Your knowledge of films would have to be very scatty not to know that the Universal horror films set the benchmark for all that followed starting with ‘Dracula’ and ‘Frankenstein’ in 1931. If you’ve ever read film books where there is a very brief synopsis and comment then this is not one of them. Each film gets an extended prep-preproduction build-up about crew and cast, a very detailed synopsis and an even longer critique at the end which also draws upon comments made at the time, many lasting over 6-8 pages long.
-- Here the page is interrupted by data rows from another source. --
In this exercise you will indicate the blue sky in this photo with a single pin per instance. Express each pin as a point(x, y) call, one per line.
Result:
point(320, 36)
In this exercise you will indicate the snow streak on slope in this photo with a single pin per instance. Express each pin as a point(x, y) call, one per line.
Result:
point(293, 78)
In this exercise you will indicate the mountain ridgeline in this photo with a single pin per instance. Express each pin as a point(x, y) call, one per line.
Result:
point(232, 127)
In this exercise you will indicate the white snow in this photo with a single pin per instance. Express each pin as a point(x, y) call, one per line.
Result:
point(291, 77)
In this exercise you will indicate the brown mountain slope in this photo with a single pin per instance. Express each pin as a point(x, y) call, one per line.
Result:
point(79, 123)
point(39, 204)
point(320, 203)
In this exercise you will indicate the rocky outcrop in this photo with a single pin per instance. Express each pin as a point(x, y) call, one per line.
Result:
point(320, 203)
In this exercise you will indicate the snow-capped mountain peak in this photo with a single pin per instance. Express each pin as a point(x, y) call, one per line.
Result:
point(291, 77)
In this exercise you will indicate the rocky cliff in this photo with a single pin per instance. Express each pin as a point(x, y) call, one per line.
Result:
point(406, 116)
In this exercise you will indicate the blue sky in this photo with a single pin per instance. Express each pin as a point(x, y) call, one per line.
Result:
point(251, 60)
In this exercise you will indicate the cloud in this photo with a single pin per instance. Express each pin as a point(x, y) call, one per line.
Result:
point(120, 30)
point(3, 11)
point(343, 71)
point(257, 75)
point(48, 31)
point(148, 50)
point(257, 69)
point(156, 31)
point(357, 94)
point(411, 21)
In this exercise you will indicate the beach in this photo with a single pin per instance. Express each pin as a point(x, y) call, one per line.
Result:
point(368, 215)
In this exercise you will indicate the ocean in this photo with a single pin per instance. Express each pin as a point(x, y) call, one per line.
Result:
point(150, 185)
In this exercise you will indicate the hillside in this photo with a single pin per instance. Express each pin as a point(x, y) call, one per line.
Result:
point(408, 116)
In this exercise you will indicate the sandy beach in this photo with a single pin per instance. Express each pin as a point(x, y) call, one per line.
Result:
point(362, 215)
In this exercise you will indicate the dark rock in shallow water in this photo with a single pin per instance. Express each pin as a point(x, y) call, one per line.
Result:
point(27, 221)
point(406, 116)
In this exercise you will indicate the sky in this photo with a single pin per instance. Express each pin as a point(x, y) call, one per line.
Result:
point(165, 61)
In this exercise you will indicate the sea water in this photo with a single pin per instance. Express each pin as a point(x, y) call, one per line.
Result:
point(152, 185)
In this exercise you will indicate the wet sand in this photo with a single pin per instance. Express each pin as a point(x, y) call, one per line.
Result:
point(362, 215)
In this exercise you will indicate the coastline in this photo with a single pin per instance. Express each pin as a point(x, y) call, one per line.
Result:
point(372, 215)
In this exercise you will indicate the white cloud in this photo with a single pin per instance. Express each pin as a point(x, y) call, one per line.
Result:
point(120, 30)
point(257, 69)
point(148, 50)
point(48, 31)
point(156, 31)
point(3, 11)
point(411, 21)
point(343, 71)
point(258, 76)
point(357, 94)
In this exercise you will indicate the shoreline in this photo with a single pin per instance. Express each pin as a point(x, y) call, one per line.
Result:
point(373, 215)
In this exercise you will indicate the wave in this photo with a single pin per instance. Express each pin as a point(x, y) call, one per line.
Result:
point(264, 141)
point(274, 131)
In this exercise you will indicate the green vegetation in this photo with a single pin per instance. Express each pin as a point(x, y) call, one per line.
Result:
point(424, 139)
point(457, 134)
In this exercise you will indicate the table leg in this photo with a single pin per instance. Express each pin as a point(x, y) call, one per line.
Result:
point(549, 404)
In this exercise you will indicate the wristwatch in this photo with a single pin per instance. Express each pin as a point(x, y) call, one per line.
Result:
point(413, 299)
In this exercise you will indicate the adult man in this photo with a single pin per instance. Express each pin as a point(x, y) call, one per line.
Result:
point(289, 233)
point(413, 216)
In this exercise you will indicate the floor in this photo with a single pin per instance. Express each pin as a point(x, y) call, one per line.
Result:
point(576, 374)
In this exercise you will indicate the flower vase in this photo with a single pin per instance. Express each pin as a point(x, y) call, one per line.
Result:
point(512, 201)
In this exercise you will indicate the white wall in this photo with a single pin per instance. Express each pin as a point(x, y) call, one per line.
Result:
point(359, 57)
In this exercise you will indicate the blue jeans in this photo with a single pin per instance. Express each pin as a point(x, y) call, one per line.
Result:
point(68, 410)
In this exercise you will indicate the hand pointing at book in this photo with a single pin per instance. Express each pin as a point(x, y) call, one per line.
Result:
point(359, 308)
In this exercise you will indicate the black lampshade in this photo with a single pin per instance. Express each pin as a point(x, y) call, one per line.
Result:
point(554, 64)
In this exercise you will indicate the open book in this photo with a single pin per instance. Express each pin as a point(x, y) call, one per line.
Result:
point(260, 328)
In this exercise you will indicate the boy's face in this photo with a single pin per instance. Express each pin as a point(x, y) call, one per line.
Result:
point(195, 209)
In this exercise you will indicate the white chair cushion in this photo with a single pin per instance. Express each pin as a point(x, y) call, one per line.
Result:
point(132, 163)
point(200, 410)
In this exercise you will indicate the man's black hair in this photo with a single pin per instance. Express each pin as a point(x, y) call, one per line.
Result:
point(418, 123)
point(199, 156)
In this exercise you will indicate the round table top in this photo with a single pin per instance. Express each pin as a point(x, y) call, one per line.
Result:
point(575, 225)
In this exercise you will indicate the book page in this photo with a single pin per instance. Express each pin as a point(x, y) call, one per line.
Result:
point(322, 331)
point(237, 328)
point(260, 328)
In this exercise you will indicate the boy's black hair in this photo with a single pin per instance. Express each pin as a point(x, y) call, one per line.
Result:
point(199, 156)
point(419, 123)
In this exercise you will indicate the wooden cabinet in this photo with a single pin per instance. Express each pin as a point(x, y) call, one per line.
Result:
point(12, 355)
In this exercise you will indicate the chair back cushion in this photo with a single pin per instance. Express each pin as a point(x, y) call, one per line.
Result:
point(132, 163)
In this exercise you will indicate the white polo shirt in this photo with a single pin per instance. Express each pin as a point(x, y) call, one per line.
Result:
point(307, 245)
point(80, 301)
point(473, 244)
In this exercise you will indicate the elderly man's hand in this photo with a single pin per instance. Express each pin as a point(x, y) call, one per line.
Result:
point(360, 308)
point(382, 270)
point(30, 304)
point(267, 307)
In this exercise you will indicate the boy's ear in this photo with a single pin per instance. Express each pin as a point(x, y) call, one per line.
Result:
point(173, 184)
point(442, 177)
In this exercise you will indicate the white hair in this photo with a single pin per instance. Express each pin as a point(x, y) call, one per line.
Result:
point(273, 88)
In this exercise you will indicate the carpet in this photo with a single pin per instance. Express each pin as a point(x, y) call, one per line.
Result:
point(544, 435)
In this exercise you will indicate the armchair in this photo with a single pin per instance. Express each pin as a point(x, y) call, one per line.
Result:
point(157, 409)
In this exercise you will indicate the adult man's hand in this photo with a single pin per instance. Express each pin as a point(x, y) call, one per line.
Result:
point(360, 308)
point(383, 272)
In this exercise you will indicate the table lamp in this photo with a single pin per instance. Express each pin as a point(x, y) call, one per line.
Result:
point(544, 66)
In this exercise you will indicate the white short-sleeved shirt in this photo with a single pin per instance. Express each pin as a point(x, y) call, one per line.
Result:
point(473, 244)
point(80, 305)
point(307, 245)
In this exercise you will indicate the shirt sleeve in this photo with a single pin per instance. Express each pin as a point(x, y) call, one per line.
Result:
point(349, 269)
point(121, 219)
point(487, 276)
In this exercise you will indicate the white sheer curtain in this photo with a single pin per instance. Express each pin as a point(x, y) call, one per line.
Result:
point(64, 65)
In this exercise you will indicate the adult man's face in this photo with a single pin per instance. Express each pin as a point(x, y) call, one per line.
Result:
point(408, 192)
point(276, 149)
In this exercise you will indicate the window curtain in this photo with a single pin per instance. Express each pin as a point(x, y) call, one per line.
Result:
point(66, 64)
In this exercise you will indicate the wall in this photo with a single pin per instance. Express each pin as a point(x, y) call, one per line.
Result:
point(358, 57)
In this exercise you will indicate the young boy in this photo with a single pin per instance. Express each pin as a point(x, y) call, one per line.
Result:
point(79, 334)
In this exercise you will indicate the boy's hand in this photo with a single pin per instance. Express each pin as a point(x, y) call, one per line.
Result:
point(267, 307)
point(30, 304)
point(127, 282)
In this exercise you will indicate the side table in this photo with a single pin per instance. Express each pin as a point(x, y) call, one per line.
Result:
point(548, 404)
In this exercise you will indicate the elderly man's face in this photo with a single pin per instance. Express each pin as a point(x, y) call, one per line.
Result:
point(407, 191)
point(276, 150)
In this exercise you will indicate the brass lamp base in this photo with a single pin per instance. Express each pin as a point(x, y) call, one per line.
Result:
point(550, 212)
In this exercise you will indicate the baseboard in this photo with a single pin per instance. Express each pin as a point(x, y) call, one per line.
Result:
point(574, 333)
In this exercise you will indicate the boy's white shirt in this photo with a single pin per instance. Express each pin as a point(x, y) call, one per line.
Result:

It is also no holds barred, especially when it points out various weaknesses in everything. The writers might appreciate the films but it’s not through ruby or blood-tinted glasses. Take, for example, their look at director Todd Browning, pointing out that his other films, often non-horror, were very turgid. They aren’t afraid to mince words and show warts and all. As such, this makes for an extremely useful reference book that I happily devoured several films a day to take it all in. I suspect, for most of you, you’ll just look up the films that interest you the most rather than work your way through it like I did. That’s a shame, because you’ll miss a lot of detail and quotes that will make you the bane of horror movie quizzes as well as a lot of other information in context.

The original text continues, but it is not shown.